雨の名前422語、雨の写真148点、雨の詩とエッセー35篇
と盛りだくさんの内容。
美しい写真、雨を慈しむ文、そして外は雨
現象に応じて、また季節や地方によって、さまざまな名前がつく雨。
そんな雨の名前を、説明文をそえて紹介しています。
美しかったり、ユーモラスだったり、こんなに豊かに表現されることに驚かされる雨の名前。
そこに添えられた雨の写真。
しっとりとした空気感漂う雨の写真は、日常の風景を切りとったような、飾り気のない美しい雨の景色。
原風景を思わせる写真を眺めながら、雨の名前の由来に感心したり驚いたり。
雨は、恵も災害ももたらしながら、昔から人々の暮らしに深く関わっていたんですね。
雨の日に読むと、さらにこの本の魅力が増します。
珍妙な雨の名前ランキングベスト3!
数ある雨の名前の中から、よりによってなぜその名前を?と思った名前をランキングしました。
3位 大根摺(だいこんず)り
島根県八束郡で、霙。
一面、大根をおろしたように見えるからか。だとすれば旬は過ぎたが、大ぶりのサンマでも求めようか。何によらず命名の妙は、対象にいかに深く寄り添うか、ということかもしれない。
冬の雨です。
霙(みぞれ)をすりおろした大根に見立てるなんてシャレてるな〜と思いつつ、大根おろしでビチャビチャになったアスファルトとか想像すると掃除大変そう。
2位 高野(こうや)のお糞流(ぐそなが)し
奈良県南大和郡の言葉。
「高野」は高野山。
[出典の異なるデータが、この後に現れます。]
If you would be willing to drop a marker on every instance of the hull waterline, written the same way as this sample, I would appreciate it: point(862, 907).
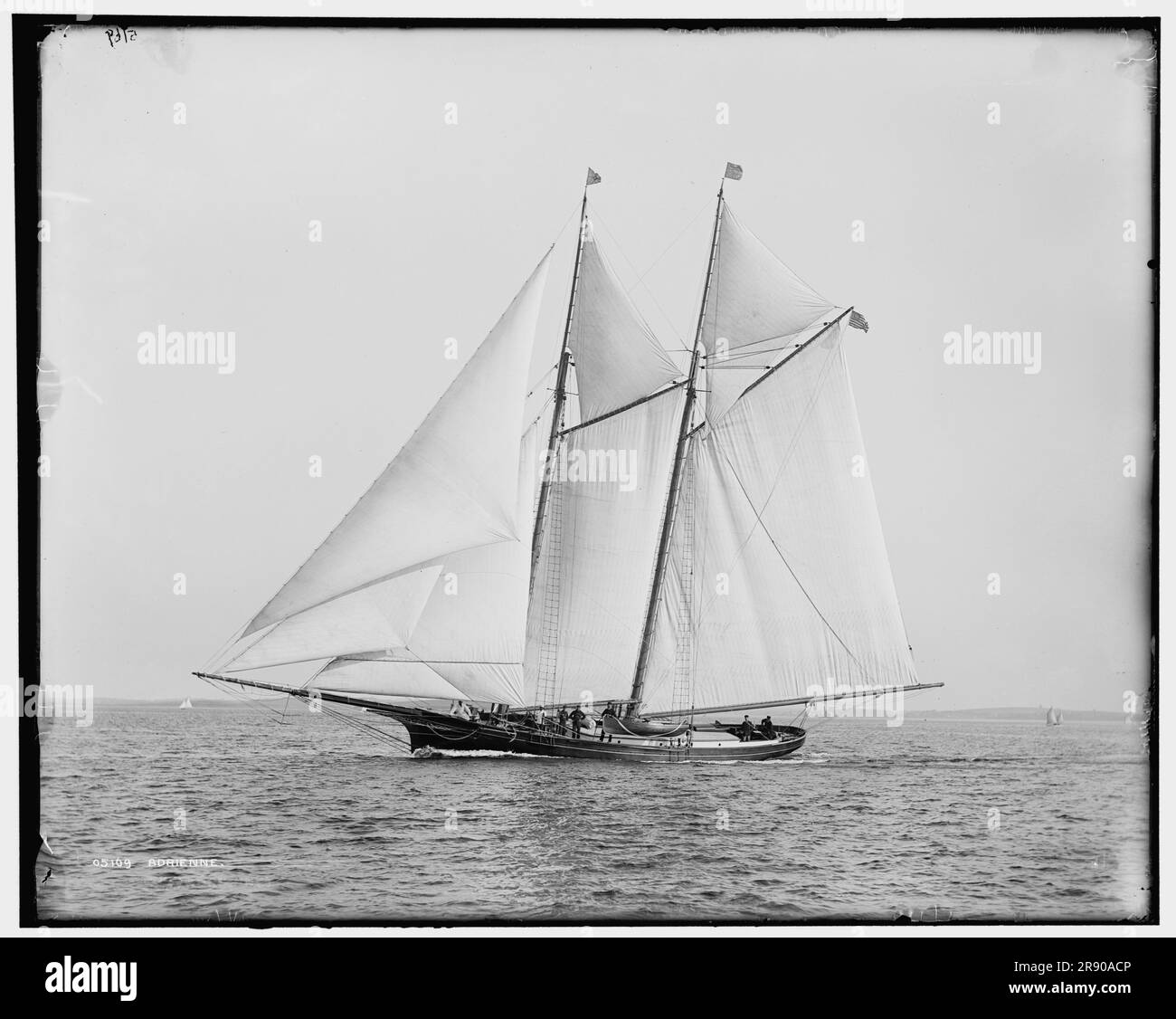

陰暦三月二十、二十一日に降る雨。厠(かわや)が転じて便所を「高野(こうや)」といった地方があるので、それと掛けているのだろうか。聖なる山高野は糞までも尊し。
春の雨です。
糞に“お”をつけるほど神聖な高野山。
しかし雨の名前で「お糞流し」とは。
自分には絶対思いつかないフリースタイル!
自由な発想がすごすぎます。
1位 婆威(ばばおど)し
長崎県南高来群で、夕立のこと。
庭一面に豆でも干していたか、あわてふためく婆の姿。爺は柴刈りに出ていて留守。
おおらかな民話の世界を見るようだ。
夏の雨です。
まず語呂がいいですね。
ばばおどし!
おどされたお婆さんはたまったもんじゃないけど、その光景を想像してクスッと笑ってしまった名前です。
最後に
美しい写真と愉快な雨の名前、そして間には雨に関するエッセー。
気負いなく、ふとした時にページをめくりたくなる本です。
本格的に雨の名前を調べたい人には物足りないかも。
叙情的な内容です。
ベスト3に他にも
騎月雨(きげつう)、薬降(くすりふ)る、くかるあまーみ、虎(とら)が雨(あめ)、万物生(ばんぶつしょう)、分龍雨(ぶんりゅうのあめ)、風(かぜ)の戯(そば)え。
などなど、興味のわく名前がたくさんありました。
梅雨の季節になると、本棚から取りだす本です。